Sugar Substitutes: Are They Safe?
While the benefits of a no sugar diet for diabetics are constantly being touted, the fact that people tend to replace sugar with artificial sweeteners presents a troubling trend given the potential risks that are often associated with them. Research has proven that some sugar substitutes can harm your health, and this requires any responsible person to explore them further before implementing them into their diet.
If you’ve cut out sugar from your diet and have turned instead to chemicals like aspartame or other sweeteners, you owe it to yourself to know all of the facts. Here is a quick look at two of the most popular sugar substitutes and whether or not they’re safe:
A sucralose-based artificial sweetener, Splenda is the most popular artificial sugar substitute in the world, owning about 65 percent of the market after nearly 25 years on the market.

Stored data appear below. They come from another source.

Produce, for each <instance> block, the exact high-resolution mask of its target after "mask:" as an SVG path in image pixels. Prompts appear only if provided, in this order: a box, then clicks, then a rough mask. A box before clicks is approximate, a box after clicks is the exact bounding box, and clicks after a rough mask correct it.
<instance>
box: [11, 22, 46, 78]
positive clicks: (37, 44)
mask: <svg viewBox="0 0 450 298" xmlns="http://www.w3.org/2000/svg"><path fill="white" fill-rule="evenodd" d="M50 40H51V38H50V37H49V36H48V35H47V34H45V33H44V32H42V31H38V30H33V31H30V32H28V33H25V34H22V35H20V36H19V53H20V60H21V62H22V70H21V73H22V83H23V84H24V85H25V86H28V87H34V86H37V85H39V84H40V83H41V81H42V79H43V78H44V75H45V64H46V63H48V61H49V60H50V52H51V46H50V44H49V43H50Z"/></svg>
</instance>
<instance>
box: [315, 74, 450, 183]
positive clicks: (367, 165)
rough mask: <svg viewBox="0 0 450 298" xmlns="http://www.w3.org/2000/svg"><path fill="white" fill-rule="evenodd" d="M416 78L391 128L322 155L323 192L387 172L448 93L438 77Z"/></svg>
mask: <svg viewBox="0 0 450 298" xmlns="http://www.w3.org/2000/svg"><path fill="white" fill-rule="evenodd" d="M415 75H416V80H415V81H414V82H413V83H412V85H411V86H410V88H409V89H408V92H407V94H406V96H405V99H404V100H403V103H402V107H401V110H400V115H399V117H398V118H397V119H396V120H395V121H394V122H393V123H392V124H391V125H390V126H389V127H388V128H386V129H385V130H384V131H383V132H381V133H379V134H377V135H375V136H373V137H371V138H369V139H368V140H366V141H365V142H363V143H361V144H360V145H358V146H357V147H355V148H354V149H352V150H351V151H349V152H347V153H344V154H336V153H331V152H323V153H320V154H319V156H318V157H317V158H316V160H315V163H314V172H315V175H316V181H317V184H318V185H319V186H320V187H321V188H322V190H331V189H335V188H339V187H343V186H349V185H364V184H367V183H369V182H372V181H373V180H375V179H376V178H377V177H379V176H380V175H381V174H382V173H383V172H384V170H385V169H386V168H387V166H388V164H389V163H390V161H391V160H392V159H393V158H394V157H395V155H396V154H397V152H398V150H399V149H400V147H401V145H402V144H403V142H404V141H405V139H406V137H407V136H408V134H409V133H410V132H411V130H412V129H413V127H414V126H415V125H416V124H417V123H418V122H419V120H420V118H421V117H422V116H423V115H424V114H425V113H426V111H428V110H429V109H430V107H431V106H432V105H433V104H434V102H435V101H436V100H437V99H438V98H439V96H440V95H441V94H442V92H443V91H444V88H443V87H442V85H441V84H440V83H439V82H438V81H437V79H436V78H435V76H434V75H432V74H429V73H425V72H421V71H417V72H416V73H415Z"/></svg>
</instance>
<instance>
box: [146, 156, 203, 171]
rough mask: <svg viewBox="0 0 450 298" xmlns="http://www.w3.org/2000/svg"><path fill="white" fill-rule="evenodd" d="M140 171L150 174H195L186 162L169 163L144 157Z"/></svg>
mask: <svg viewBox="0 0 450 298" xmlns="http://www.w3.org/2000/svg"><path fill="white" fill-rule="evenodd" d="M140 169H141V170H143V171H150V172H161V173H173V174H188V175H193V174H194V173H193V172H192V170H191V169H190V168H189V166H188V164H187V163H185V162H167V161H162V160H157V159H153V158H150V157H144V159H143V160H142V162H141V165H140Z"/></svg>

While its low calorie count makes it very popular among those looking for sweeteners for things like coffee, there are concerns about its safety when used by humans.
Research conducted previous to Splenda’s approval for sale in the United States showed that laboratory rats given the substance over long periods inevitably developed shrunken thymus glands, sick and enlarged livers and a variety of kidney disorders. These findings appeared to raise alarms with some people, but a lack of similar findings in human trials put most of the debate to rest.

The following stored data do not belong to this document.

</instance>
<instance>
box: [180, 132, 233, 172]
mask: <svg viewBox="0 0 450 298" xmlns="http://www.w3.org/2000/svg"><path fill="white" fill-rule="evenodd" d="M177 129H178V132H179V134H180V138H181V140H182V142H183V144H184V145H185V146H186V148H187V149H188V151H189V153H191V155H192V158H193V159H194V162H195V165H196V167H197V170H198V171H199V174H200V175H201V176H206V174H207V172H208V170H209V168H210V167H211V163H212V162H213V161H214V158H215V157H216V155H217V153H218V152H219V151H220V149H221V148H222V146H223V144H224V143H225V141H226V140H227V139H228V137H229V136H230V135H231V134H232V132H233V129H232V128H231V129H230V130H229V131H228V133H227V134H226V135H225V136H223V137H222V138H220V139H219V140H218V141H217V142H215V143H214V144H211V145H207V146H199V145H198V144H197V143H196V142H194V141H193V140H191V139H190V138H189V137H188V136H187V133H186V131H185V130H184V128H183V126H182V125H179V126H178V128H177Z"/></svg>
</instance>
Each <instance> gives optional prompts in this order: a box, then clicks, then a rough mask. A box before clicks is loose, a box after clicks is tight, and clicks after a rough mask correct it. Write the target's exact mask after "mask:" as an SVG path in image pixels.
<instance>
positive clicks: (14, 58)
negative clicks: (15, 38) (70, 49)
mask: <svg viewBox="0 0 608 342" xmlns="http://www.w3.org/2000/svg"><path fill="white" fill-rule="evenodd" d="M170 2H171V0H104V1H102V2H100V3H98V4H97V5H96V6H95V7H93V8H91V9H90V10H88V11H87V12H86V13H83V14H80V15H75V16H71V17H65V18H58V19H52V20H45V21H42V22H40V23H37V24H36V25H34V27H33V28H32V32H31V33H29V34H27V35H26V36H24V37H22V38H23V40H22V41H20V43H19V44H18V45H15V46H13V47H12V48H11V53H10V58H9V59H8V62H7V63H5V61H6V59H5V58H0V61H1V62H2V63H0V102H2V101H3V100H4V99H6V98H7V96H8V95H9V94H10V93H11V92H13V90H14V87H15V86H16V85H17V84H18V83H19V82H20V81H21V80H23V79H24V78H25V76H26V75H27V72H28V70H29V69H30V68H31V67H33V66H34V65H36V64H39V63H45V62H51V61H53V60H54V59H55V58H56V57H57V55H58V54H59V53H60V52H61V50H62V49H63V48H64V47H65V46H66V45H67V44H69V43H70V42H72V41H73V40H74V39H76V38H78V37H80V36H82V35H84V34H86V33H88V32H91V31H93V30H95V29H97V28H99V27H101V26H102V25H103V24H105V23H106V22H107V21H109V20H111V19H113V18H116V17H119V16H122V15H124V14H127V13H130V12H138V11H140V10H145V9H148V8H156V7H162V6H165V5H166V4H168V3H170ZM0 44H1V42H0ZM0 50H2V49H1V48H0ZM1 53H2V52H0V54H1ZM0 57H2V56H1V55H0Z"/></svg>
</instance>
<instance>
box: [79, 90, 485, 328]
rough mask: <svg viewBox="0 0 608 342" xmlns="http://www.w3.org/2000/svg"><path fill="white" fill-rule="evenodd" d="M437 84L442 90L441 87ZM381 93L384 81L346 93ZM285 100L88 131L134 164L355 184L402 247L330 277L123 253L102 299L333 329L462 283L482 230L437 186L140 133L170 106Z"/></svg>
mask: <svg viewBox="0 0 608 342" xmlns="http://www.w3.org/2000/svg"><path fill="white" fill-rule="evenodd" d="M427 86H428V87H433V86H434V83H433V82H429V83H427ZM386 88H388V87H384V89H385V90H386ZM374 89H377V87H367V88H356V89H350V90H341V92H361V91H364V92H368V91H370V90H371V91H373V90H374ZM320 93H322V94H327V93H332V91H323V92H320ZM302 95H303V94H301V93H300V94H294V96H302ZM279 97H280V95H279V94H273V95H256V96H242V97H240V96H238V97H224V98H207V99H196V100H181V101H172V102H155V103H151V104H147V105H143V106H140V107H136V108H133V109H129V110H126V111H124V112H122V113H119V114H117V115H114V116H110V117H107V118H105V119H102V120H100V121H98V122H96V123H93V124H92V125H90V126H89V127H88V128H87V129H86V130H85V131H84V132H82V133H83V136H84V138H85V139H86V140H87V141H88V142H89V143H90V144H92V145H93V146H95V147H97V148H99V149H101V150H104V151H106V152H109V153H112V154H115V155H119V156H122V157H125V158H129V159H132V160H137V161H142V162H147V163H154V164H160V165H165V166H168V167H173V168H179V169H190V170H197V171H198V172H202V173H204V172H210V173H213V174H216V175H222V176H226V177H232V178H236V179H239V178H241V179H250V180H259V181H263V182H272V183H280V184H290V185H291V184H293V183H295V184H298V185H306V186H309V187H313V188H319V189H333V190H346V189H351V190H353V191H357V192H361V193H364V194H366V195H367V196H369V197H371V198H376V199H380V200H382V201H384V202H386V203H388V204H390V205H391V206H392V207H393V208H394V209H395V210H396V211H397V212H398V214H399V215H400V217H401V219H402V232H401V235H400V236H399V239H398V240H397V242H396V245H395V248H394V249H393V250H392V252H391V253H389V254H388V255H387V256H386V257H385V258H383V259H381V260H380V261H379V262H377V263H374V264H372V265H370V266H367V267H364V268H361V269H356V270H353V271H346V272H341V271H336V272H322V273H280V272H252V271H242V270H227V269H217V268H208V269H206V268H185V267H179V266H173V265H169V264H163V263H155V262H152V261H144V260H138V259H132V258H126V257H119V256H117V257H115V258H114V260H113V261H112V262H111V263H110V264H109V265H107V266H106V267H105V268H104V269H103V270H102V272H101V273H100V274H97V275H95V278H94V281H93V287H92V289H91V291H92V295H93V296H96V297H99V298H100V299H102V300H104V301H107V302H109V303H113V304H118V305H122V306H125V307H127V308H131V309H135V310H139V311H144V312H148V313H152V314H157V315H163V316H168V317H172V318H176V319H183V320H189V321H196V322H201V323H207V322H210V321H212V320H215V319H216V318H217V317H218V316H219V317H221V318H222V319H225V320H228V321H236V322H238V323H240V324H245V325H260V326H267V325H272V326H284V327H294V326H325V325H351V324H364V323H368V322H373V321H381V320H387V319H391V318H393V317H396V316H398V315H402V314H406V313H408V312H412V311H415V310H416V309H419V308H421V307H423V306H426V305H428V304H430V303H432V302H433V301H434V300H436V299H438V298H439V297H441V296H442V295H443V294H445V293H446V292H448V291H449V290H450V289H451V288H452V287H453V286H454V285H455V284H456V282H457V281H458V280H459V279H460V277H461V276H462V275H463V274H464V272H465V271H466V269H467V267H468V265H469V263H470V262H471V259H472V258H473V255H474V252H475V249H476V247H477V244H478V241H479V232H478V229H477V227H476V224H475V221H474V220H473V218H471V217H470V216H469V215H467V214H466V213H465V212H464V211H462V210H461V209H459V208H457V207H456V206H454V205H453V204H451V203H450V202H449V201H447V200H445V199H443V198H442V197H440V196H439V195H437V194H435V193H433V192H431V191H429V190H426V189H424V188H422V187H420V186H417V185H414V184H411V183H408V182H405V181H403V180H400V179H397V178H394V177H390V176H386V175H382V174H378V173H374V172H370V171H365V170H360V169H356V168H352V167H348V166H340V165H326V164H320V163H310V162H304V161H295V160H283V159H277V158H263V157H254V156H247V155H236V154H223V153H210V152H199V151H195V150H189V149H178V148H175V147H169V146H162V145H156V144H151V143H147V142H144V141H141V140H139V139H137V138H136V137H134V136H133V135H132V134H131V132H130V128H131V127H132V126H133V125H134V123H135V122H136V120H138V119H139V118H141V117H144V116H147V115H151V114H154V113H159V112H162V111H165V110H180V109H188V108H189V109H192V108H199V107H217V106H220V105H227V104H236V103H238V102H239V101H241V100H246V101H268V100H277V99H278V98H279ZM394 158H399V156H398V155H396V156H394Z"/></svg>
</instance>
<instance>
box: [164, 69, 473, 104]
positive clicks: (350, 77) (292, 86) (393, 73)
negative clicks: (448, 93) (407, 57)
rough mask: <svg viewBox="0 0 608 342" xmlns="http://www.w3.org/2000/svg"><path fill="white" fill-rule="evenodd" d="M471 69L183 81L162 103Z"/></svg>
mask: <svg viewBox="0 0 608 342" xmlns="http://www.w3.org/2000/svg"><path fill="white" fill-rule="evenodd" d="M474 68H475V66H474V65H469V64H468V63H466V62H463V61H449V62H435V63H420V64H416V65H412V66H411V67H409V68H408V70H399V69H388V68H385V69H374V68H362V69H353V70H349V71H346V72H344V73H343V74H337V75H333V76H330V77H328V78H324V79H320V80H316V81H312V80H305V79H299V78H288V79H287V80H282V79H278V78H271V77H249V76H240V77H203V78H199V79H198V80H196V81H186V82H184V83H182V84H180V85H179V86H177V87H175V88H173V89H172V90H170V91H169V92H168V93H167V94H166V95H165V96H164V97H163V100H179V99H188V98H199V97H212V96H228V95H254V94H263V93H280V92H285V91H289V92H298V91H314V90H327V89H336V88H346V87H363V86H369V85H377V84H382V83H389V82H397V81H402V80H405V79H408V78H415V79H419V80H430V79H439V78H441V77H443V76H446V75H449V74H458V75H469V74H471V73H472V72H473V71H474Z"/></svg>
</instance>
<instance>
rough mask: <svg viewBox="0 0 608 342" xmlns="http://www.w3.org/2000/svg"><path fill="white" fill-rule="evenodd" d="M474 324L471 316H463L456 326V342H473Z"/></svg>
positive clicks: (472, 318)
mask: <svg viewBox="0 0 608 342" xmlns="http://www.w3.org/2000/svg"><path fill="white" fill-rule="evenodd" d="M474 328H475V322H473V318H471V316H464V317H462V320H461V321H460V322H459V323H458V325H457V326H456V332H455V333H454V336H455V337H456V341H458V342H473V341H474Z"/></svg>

With no long-term studies of the effects of Splenda on the human body, the truth is that no one really knows whether or not it’s safe – reason enough to stay away from it for most people.

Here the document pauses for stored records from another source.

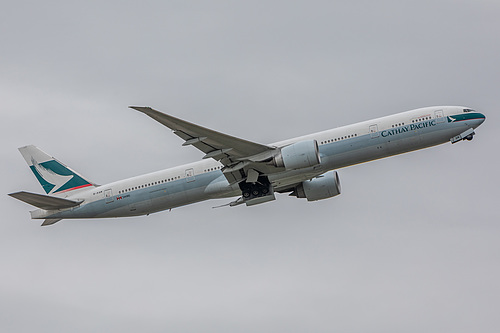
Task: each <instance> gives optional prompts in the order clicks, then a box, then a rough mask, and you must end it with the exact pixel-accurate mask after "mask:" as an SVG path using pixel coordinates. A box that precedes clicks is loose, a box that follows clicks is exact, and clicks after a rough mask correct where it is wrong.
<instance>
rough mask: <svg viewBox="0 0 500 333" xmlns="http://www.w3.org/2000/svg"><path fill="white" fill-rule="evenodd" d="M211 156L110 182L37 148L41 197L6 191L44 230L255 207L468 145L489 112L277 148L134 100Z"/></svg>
mask: <svg viewBox="0 0 500 333" xmlns="http://www.w3.org/2000/svg"><path fill="white" fill-rule="evenodd" d="M130 108H132V109H134V110H137V111H139V112H142V113H144V114H145V115H147V116H149V117H151V118H152V119H154V120H156V121H157V122H159V123H160V124H162V125H164V126H166V127H168V128H169V129H170V130H172V131H173V133H174V134H176V135H177V136H179V137H180V138H181V139H183V140H184V142H183V144H182V145H183V146H193V147H195V148H197V149H199V150H201V151H202V152H203V153H204V154H205V155H204V156H203V158H202V159H201V161H197V162H194V163H190V164H186V165H181V166H177V167H173V168H169V169H166V170H162V171H158V172H154V173H149V174H145V175H141V176H137V177H133V178H129V179H125V180H120V181H116V182H113V183H109V184H106V185H98V184H96V183H93V182H92V181H90V180H89V179H88V178H86V177H84V176H82V175H80V174H79V173H77V172H76V171H74V170H73V169H71V168H69V167H67V166H66V165H64V164H63V163H61V162H59V161H58V160H57V159H55V158H53V157H51V156H50V155H48V154H46V153H45V152H43V151H42V150H40V149H39V148H38V147H36V146H33V145H29V146H25V147H21V148H19V151H20V152H21V154H22V156H23V157H24V159H25V160H26V162H27V163H28V165H29V167H30V169H31V171H32V172H33V173H34V174H35V177H36V178H37V179H38V181H39V182H40V184H41V186H42V188H43V189H44V191H45V194H37V193H30V192H25V191H21V192H16V193H11V194H9V195H10V196H11V197H14V198H16V199H18V200H21V201H24V202H25V203H28V204H30V205H32V206H35V207H36V208H38V209H36V210H34V211H31V212H30V213H31V218H32V219H44V222H43V223H42V226H47V225H52V224H54V223H56V222H58V221H61V220H62V219H84V218H85V219H86V218H111V217H128V216H140V215H149V214H151V213H155V212H160V211H164V210H169V209H172V208H176V207H180V206H184V205H188V204H192V203H196V202H200V201H204V200H208V199H220V198H232V197H238V198H237V199H236V200H234V201H231V202H230V203H228V204H227V205H224V206H230V207H234V206H239V205H243V204H244V205H246V206H254V205H258V204H262V203H266V202H270V201H273V200H275V199H276V193H289V195H290V196H295V197H297V198H302V199H306V200H307V201H317V200H322V199H327V198H332V197H335V196H337V195H339V194H340V193H341V186H340V180H339V176H338V173H337V171H335V170H338V169H341V168H344V167H348V166H352V165H356V164H360V163H364V162H368V161H373V160H377V159H381V158H385V157H389V156H393V155H398V154H402V153H406V152H410V151H414V150H419V149H423V148H428V147H432V146H436V145H439V144H443V143H446V142H451V143H452V144H454V143H457V142H459V141H464V140H467V141H470V140H472V139H473V137H474V135H475V129H476V128H477V127H478V126H479V125H481V124H482V123H483V122H484V121H485V119H486V117H485V116H484V114H482V113H479V112H476V111H475V110H473V109H471V108H468V107H461V106H436V107H426V108H420V109H415V110H411V111H406V112H402V113H398V114H394V115H390V116H386V117H381V118H377V119H373V120H368V121H364V122H360V123H356V124H353V125H348V126H343V127H338V128H334V129H330V130H326V131H322V132H318V133H314V134H310V135H305V136H301V137H297V138H293V139H289V140H285V141H280V142H276V143H272V144H260V143H256V142H252V141H247V140H244V139H241V138H237V137H234V136H230V135H227V134H224V133H221V132H217V131H214V130H211V129H208V128H205V127H202V126H199V125H195V124H193V123H190V122H187V121H185V120H181V119H179V118H176V117H173V116H171V115H167V114H165V113H162V112H160V111H157V110H154V109H152V108H150V107H139V106H131V107H130Z"/></svg>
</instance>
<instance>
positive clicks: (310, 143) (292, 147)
mask: <svg viewBox="0 0 500 333" xmlns="http://www.w3.org/2000/svg"><path fill="white" fill-rule="evenodd" d="M320 163H321V158H320V156H319V148H318V142H317V141H316V140H310V141H300V142H296V143H294V144H291V145H289V146H286V147H283V148H281V151H280V154H278V155H277V156H275V157H274V164H275V165H276V166H277V167H284V168H285V169H287V170H296V169H303V168H309V167H313V166H316V165H319V164H320Z"/></svg>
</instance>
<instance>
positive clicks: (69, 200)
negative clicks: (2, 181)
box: [9, 191, 82, 223]
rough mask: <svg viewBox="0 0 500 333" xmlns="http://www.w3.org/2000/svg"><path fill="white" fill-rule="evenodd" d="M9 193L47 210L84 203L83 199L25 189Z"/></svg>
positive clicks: (32, 204)
mask: <svg viewBox="0 0 500 333" xmlns="http://www.w3.org/2000/svg"><path fill="white" fill-rule="evenodd" d="M9 195H10V196H11V197H13V198H16V199H17V200H21V201H24V202H26V203H28V204H30V205H33V206H35V207H38V208H41V209H45V210H54V209H64V208H71V207H75V206H78V205H79V204H81V203H82V201H73V200H68V199H63V198H57V197H51V196H48V195H43V194H37V193H30V192H24V191H21V192H16V193H10V194H9ZM54 223H55V222H54Z"/></svg>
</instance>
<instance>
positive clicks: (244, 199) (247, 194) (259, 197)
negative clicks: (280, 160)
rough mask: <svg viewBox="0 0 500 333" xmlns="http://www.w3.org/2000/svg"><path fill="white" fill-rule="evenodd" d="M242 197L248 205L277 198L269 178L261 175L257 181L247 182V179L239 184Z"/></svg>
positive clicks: (267, 200)
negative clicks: (253, 182)
mask: <svg viewBox="0 0 500 333" xmlns="http://www.w3.org/2000/svg"><path fill="white" fill-rule="evenodd" d="M239 186H240V189H241V193H242V196H243V197H242V199H243V201H244V202H245V203H246V205H247V206H252V205H256V204H259V203H263V202H267V201H271V200H275V199H276V197H275V196H274V191H273V187H272V185H271V183H270V182H269V179H268V178H267V177H264V176H259V178H258V179H257V182H255V183H247V182H246V181H244V182H241V183H240V184H239Z"/></svg>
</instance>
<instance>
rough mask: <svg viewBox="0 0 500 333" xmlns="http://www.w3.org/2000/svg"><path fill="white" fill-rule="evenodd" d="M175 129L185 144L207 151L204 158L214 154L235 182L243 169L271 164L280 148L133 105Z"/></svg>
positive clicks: (184, 143) (265, 168)
mask: <svg viewBox="0 0 500 333" xmlns="http://www.w3.org/2000/svg"><path fill="white" fill-rule="evenodd" d="M130 108H132V109H134V110H137V111H140V112H142V113H144V114H146V115H148V116H149V117H151V118H153V119H154V120H156V121H158V122H159V123H161V124H163V125H165V126H167V127H168V128H170V129H171V130H173V131H174V134H176V135H177V136H179V137H180V138H182V139H183V140H185V141H184V143H183V146H190V145H191V146H194V147H196V148H197V149H199V150H201V151H202V152H203V153H205V156H204V157H203V158H213V159H215V160H217V161H220V162H221V163H222V164H224V166H225V167H226V168H225V170H224V174H225V175H226V177H227V178H228V180H229V181H230V182H231V183H233V182H236V181H239V180H241V177H239V176H233V177H230V176H229V174H231V173H235V172H236V171H238V170H240V169H243V168H245V169H248V168H250V167H252V166H253V167H254V168H255V169H257V170H259V171H260V172H261V173H268V172H269V171H271V170H270V168H269V167H268V166H267V165H265V163H264V162H267V161H270V160H271V159H272V157H273V156H274V155H275V154H276V153H277V152H278V151H277V148H275V147H271V146H267V145H263V144H260V143H255V142H251V141H247V140H244V139H240V138H237V137H234V136H231V135H227V134H224V133H220V132H217V131H214V130H211V129H208V128H205V127H202V126H199V125H196V124H193V123H190V122H187V121H185V120H182V119H179V118H176V117H173V116H170V115H167V114H165V113H162V112H160V111H157V110H154V109H152V108H150V107H141V106H130Z"/></svg>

While still widely used, Aspartame has been proven to cause poisoning in some human-based studies, most notably in women suffering from neuropsychiatric disorders. Because Aspartame is digested by the body, it can result in the accumulation of formaldehyde in the brain, presenting a huge risk of damage to the central nervous and immune systems in our bodies.
The official answer to this concern from drug and food safety agencies is that the amount of formaldehyde in aspartame is so low that most people would never suffer any problems because of it. While this answer is obviously enough for some, anyone seriously concerned about their health and longevity should avoid Aspartame, plain and simple.